Zachary Bolduc essaie de se relever, de se redéfinir, de prouver qu’il peut encore aspirer à un rôle plus important. Mais en ce moment, entre la pression sportive et le harcèlement numérique déguisé en curiosité, rien ne joue en sa faveur.
Et si le Canadien veut vraiment maximiser ses jeunes talents, il faudra aussi se demander collectivement si ce climat est propice à leur épanouissement.
Parce qu’à l’heure actuelle, pour Bolduc, ce n’est plus seulement une mauvaise séquence.
C’est une véritable catastrophe émotionnelle en train de se jouer à ciel ouvert. Tellement injuste humainement.
Et sportivement, c'est encore pire.
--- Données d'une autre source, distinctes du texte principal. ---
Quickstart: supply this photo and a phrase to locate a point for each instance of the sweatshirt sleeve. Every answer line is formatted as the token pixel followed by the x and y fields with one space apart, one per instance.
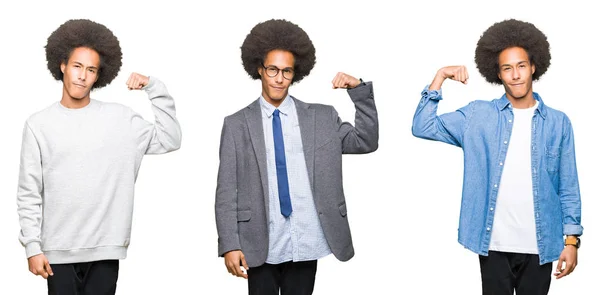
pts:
pixel 30 193
pixel 164 135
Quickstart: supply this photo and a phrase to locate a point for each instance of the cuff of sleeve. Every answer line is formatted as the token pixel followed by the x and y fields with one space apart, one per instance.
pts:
pixel 151 84
pixel 363 90
pixel 431 94
pixel 572 229
pixel 32 249
pixel 229 245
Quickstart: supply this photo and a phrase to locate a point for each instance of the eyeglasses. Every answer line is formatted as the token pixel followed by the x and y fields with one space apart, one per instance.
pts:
pixel 273 71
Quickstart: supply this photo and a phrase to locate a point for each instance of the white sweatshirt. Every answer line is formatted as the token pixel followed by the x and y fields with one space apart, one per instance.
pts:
pixel 78 171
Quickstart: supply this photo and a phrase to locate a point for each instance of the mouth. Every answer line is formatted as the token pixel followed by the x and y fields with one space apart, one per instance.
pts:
pixel 278 88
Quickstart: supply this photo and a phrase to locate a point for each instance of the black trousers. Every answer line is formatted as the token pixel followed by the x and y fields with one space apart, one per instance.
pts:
pixel 502 273
pixel 292 278
pixel 87 278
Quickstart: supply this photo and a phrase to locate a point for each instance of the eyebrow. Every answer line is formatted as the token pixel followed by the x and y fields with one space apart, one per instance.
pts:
pixel 518 63
pixel 91 67
pixel 286 68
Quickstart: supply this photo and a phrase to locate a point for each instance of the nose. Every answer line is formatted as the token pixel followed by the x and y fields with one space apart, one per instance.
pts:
pixel 82 75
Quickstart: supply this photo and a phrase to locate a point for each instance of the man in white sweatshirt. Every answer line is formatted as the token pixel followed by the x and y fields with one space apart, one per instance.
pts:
pixel 79 162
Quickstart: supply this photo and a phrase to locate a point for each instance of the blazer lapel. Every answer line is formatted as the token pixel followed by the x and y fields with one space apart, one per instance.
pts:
pixel 254 121
pixel 306 120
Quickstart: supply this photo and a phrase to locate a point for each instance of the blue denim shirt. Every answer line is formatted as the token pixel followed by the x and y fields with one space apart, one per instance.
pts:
pixel 482 129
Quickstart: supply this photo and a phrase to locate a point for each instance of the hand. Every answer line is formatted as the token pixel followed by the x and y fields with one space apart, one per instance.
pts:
pixel 234 260
pixel 456 73
pixel 39 266
pixel 137 81
pixel 346 81
pixel 569 258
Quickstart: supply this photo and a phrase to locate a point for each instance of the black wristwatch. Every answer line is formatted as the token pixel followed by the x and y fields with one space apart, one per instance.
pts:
pixel 573 240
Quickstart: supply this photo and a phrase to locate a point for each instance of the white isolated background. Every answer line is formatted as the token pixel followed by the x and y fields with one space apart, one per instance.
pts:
pixel 403 200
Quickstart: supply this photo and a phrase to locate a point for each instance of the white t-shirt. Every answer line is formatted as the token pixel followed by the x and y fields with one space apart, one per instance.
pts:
pixel 514 219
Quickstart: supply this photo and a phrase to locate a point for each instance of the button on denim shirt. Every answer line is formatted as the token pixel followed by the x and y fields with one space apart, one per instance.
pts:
pixel 482 129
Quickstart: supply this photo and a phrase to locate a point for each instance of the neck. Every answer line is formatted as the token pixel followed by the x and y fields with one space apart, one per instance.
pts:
pixel 523 102
pixel 274 102
pixel 73 103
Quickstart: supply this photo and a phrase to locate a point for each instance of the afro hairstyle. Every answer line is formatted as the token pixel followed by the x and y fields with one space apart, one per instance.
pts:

Il faut aussi remettre une chose fondamentale à sa place, et Anthony Martineau de TVA Sports l’a très bien exprimé dans ses propos : c’est profondément injuste de faire porter à Zachary Bolduc la responsabilité du ralentissement du duo Nick Suzuki–Cole Caufield, comme si un jeune ailier qu'on manipule comme un yo-yo dans un contexte instable avait soudainement le pouvoir de briser l’un des tandems les plus établis de l’organisation.
Martineau a rappelé que les chiffres, les séquences de jeu et même le test de l’œil racontent une autre histoire : le premier trio ne s’est pas effondré à cause de Bolduc, il a surtout traversé une phase plus compliquée collectivement depuis que Juraj Slafkovsky les a quittés, avec moins d’espace, moins de transitions propres et moins de soutien en zone offensive.
Pointer Bolduc comme bouc émissaire relève d’un raccourci facile, mais dangereux, surtout quand on sait à quel point il est mal à l’aise avec l’exposition médiatique et à quel point chaque critique publique pèse plus lourd pour lui que pour d’autres profils plus flamboyants.
Et non, ce n’est certainement pas en analysant qui il suit ou qui il ne suit plus sur Instagram qu’on va l’aider à reprendre confiance, à retrouver ses repères ou à progresser dans son jeu; ce voyeurisme numérique ne fait qu’ajouter une pression inutile à un joueur déjà fragile dans ce marché.
Comme l’a souligné Martineau, Bolduc n’a jamais été placé dans une position idéale, ni pour réussir immédiatement, ni pour porter le poids symbolique d’un trio vedette, et le traiter comme un frein alors qu’il tente simplement de survivre et d’apprendre au plus haut niveau est non seulement injuste, mais contre-productif pour son développement et pour celui de l’équipe.